A number of European nations have been mobilising their militaries to assist in evacuation efforts. With increasing military assets arriving on the scene, some Nato members clearly think co-ordinating and supporting these efforts is something that perhaps Nato could and should do.
Any alliance involvement is likely at first to be limited to that. But international concern over events has been mounting, and questions are being raised about what contingencies – including military ones – are being planned, should the situation on the ground deteriorate further, and foreign nationals become stranded.
There continues to be talk of a possible no-fly zone. Would Nato become involved in that? The obstacles include whether there is an appetite or a consensus to establish one, whether it would really have much impact, and who might enforce it. For Nato, Italy and France probably have the nearest suitable air bases, or perhaps Greece. Otherwise, it might be a case of the United States, France, Italy or Spain deploying aircraft carriers. Clearly, that would be a major step.
For the past week, fighting has raged outside the capital between anti-government forces and troops loyal to Libyan leader Colonel Gaddafi, who has been in power for 42 years. Around Tripoli, an elite brigade commanded by Col Gaddafi’s son Khamis is believed to be dug in. In Geneva, the UN Human Rights Council is meeting in special session for the first time to discuss the crisis in Libya. Libya is an elected member of the council but some members have called for it to lose its seat.
“In brazen and continuing breach of international law, the crackdown in Libya of peaceful demonstrations is escalating alarmingly with reported mass killings, arbitrary arrests, detention and torture of protesters,” said Navi Pillay, UN High Commissioner for Human Rights.
The UN World Food Programme has said Libya’s food supply chain is at risk of collapse because imports have not been not getting into the country and food distribution is hampered by violence. Nato ambassadors are currently holding emergency talks on the situation in Libya, bu t Secretary General Anders Fogh Rasmussen says the Western military alliance has no intention of intervening in Libya.

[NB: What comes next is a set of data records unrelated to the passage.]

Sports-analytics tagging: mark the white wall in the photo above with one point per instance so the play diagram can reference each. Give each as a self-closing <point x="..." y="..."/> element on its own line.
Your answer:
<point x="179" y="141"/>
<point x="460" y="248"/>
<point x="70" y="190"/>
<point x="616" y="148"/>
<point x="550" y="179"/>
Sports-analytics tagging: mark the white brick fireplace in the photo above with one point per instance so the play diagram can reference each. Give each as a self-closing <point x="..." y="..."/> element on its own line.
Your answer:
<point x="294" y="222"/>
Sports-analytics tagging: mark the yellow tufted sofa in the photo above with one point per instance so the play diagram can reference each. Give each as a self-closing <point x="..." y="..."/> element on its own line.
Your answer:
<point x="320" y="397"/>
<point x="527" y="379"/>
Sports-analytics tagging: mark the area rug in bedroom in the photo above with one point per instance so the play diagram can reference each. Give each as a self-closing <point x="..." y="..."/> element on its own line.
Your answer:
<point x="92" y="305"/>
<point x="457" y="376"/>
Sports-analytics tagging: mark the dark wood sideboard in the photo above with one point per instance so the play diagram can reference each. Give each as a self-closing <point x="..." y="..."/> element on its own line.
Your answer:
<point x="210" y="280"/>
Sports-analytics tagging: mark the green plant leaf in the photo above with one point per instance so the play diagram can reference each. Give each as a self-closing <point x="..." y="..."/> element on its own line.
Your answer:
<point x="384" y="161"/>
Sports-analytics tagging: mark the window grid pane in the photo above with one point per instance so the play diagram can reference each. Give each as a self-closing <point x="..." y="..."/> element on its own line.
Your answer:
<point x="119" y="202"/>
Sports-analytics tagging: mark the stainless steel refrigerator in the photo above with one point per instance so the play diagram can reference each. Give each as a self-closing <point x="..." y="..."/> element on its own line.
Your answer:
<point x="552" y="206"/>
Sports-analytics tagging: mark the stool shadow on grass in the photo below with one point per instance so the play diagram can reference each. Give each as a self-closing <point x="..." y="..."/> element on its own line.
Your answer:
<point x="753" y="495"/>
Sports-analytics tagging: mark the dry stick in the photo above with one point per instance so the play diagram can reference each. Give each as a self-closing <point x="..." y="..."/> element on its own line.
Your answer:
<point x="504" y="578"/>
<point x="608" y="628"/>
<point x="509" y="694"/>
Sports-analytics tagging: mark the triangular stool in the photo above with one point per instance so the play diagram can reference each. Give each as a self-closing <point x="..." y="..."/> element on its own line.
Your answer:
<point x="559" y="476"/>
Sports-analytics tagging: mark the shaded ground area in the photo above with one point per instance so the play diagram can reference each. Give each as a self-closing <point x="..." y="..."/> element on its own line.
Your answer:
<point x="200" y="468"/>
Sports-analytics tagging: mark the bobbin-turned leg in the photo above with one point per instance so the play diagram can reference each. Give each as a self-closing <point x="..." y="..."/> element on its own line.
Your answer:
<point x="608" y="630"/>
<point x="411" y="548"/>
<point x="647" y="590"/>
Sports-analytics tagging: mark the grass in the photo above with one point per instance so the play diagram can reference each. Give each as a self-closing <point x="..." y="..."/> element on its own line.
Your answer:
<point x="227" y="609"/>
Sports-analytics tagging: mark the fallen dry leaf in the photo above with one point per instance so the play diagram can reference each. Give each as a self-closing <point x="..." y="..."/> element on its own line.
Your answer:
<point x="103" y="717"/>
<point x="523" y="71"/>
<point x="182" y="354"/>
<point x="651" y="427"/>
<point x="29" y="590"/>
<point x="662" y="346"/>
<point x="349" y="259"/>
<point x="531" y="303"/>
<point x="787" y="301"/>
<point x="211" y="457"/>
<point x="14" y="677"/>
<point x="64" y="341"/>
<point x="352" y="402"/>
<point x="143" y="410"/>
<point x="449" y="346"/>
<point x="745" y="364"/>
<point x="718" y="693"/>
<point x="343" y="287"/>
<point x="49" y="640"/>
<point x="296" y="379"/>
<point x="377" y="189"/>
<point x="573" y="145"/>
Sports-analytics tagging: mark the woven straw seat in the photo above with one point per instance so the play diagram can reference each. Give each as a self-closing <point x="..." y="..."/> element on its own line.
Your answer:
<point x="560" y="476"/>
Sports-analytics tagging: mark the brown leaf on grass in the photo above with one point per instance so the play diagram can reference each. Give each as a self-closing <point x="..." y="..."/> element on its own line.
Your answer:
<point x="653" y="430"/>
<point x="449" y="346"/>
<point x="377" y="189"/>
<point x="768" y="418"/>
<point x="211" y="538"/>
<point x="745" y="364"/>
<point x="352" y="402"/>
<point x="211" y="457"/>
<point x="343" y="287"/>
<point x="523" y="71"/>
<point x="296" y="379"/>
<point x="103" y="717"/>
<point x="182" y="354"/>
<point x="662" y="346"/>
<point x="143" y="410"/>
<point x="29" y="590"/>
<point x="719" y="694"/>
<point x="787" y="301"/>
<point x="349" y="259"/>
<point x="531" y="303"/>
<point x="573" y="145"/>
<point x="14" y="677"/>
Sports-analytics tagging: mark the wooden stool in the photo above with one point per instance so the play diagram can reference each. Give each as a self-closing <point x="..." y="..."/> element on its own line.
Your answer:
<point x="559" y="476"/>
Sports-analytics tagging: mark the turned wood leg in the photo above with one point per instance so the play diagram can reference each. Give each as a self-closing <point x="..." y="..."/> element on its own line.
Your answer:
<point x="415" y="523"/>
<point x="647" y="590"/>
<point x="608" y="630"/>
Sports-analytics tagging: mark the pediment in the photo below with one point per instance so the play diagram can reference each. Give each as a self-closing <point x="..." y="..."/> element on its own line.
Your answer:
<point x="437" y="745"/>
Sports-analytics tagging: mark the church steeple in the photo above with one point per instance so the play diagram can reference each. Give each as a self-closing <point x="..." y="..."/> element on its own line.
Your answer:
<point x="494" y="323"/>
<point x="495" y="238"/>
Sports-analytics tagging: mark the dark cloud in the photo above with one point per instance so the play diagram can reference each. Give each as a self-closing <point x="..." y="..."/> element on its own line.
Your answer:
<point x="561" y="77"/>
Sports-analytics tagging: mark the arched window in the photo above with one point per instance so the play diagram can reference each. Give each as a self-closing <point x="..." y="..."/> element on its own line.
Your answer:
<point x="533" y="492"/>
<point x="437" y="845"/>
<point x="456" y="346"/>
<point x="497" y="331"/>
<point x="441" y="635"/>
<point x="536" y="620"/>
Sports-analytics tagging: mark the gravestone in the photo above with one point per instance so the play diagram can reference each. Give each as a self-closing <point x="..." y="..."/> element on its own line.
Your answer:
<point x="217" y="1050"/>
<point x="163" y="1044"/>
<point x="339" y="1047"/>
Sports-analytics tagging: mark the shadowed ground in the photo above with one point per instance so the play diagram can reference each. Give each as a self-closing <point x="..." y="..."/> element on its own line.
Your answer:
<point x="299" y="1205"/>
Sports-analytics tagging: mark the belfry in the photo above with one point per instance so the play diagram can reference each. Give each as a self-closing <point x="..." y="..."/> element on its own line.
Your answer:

Thousands of foreign nationals from Nato member states have been fleeing the violence in Libya, which has gripped much of the country in the past week. The evacuations posed a “massive challenge”, Mr Rasmussen said.
Evacuations by sea continued on Friday, somewhat hampered by rough weather. “The violence we have seen is appalling and unacceptable,” said British Prime Minister David Cameron. “People working for this regime… should remember that international justice has a long reach and a long memory.”
In Paris, Libyan opposition supporters occupied the Libyan embassy. Both the ambassadors to France and to the UN cultural agency Unesco have announced they are joining the opposition. Libyan state TV has said the government will give each family 500 dinars (£250; $400) to cover increased food costs, while some public sector workers will receive a pay rise of 150%.
However, much of the country is now in the hands of anti-government forces. Col Gaddafi has blamed the uprising on al-Qaeda, saying young people have been given hallucinogenic drugs to incite them to revolt.